Financial aid changes effected, helping students across nation

By Caroline Cook

A $200 increase in Pell Grant award levels and other financial aid benefits went into effect Thursday, easing the burden of student loan payments for millions of undergraduates and recent graduates across the nation.

The changes, enacted by the Student Aid and Fiscal Responsibility Act, not only increase the annual Pell Grant scholarship, but also lower interest rates on subsidized federal student loans, make all student loans a part of the Direct Loan Program and establish in-school consolidation for student loans.

In addition, federal loan payments will be capped at 15 percent of the borrower’s income, and any remaining debt, including interest, will be waived after 25 years.

“Every increase in Pell Grants is an important win to the students,” said Edie Irons, communications director for the Institute for College Access and Success. “At the same time, college costs are rising quickly, and we want to see even more increases in Pell Grants in years to come.”

For the upcoming academic year, the maximum Pell Grant scholarship increased to a record high of $5,550, and beginning in 2013, Pell Grant award levels will be linked to the Consumer Price Index. The scholarship level will peak at $5,975 in 2017.

According to the article “Making College More Affordable,” published by the U.S. Committee on Education and Labor, approximately 8 million U.S. students rely on the Pell Grant scholarship each year to help pay for college.

In the 2008-09 academic year, 56,659 students in the U. California system received Pell Grants, including 8,041 at UC Berkeley.

Irons said the March bill changed the way loans are financed, freeing up to $60 billion over 10 years.

“The (Pell Grants) take a little bit of the edge off, but with tuition rising greatly, they are not keeping pace,” Irons said. “It is a welcome and significant increase.”

All new federal student loans will be administered by the federal government instead of through lenders.

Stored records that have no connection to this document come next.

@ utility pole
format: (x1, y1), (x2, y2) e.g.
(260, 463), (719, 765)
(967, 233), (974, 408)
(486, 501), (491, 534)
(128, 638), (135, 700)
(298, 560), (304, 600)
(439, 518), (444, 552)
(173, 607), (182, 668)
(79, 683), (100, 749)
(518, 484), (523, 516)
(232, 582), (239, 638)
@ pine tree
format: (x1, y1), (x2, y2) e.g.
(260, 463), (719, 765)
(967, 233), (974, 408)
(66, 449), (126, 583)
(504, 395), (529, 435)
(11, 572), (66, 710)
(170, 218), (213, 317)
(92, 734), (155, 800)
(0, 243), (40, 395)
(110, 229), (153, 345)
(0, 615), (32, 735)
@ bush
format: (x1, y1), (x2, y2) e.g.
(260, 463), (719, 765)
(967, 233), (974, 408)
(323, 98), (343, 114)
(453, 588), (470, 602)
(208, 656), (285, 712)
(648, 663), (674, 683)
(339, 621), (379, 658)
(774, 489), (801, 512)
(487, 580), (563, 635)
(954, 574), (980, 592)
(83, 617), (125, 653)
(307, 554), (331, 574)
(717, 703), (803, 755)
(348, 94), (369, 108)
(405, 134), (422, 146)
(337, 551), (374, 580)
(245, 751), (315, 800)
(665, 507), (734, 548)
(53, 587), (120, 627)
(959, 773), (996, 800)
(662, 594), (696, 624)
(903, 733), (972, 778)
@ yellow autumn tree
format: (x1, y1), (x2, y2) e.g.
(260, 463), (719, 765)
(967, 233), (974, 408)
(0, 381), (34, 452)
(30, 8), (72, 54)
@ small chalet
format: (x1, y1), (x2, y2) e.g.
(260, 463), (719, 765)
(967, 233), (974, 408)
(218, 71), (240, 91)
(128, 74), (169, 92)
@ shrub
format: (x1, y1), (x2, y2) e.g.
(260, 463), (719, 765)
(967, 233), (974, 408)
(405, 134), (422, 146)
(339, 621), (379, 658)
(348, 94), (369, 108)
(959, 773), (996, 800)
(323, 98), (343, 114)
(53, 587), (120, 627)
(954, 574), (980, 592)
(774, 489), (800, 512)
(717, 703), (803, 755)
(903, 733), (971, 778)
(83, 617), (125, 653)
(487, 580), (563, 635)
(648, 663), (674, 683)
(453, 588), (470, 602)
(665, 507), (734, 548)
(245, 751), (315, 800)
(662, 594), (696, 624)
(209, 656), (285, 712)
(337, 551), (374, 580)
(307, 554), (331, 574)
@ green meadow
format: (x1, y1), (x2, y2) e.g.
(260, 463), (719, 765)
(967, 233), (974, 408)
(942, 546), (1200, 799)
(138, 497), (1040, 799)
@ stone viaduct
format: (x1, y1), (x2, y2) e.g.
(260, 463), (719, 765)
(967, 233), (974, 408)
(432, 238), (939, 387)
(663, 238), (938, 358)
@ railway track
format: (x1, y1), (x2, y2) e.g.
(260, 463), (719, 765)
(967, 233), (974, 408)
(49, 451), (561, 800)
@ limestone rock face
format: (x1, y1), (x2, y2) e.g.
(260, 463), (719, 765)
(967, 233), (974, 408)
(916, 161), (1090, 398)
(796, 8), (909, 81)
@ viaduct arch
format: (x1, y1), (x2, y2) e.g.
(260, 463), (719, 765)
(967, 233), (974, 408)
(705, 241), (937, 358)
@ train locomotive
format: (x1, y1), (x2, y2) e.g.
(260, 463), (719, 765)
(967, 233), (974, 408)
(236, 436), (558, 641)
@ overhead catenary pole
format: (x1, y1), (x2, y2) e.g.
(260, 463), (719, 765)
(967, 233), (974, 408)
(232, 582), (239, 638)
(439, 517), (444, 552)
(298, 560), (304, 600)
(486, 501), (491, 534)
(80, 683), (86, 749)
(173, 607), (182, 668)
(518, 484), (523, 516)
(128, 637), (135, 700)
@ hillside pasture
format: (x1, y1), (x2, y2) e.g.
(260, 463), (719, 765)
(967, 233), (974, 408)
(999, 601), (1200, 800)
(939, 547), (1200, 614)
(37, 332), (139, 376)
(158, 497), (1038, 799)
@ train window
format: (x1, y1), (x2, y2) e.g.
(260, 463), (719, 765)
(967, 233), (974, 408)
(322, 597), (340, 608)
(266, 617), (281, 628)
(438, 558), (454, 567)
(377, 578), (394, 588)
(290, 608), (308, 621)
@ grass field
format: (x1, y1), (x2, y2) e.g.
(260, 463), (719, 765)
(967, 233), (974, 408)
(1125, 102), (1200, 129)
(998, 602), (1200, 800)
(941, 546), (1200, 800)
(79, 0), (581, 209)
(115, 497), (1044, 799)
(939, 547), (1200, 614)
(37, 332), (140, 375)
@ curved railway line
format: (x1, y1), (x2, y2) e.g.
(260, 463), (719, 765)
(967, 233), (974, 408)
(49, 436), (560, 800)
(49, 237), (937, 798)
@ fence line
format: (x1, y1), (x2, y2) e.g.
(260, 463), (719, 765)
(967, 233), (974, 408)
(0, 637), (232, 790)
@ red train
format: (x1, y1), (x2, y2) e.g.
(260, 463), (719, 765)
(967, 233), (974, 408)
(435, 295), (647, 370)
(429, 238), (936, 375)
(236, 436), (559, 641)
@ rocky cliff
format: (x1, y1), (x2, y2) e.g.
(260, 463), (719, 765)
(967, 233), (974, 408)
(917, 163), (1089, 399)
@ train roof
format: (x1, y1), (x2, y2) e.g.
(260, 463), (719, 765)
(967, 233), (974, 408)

Unlike the private lender-based program, the federal Direct Loan program is safe from market swings, guaranteeing student access to low-cost federal college loans no matter the state of the economy.

All Direct Loans will be serviced by private lenders, but unlike bank loans, Direct Loans can only be serviced by workers in the U.S.

According to Nancy Coolidge, a coordinator for government relations in the UC Office of the President’s office of Student Financial Support, the changes will group numerous student loans together.

“Before you leave school, you could take all your loans and put them into one large loan, which makes it easier to manage all your debts,” Coolidge said.

Additionally, the new Income-Based Repayment program (IBR) will help borrowers manage their loans with payment caps based on income and family size. For most eligible borrowers, IBR loan payments will amount to less than 10 percent of their income and even less for borrowers with low earnings. IBR will also forgive remaining debt, if any, after 25 years of qualifying payments.

Irons said the changes will strengthen the Pell Grant system, which she called the foundation of the U.S. financial aid program.

“It is a good framework to build on,” she said. “We just need to invest more in Pell Grants and try to rein in college costs.”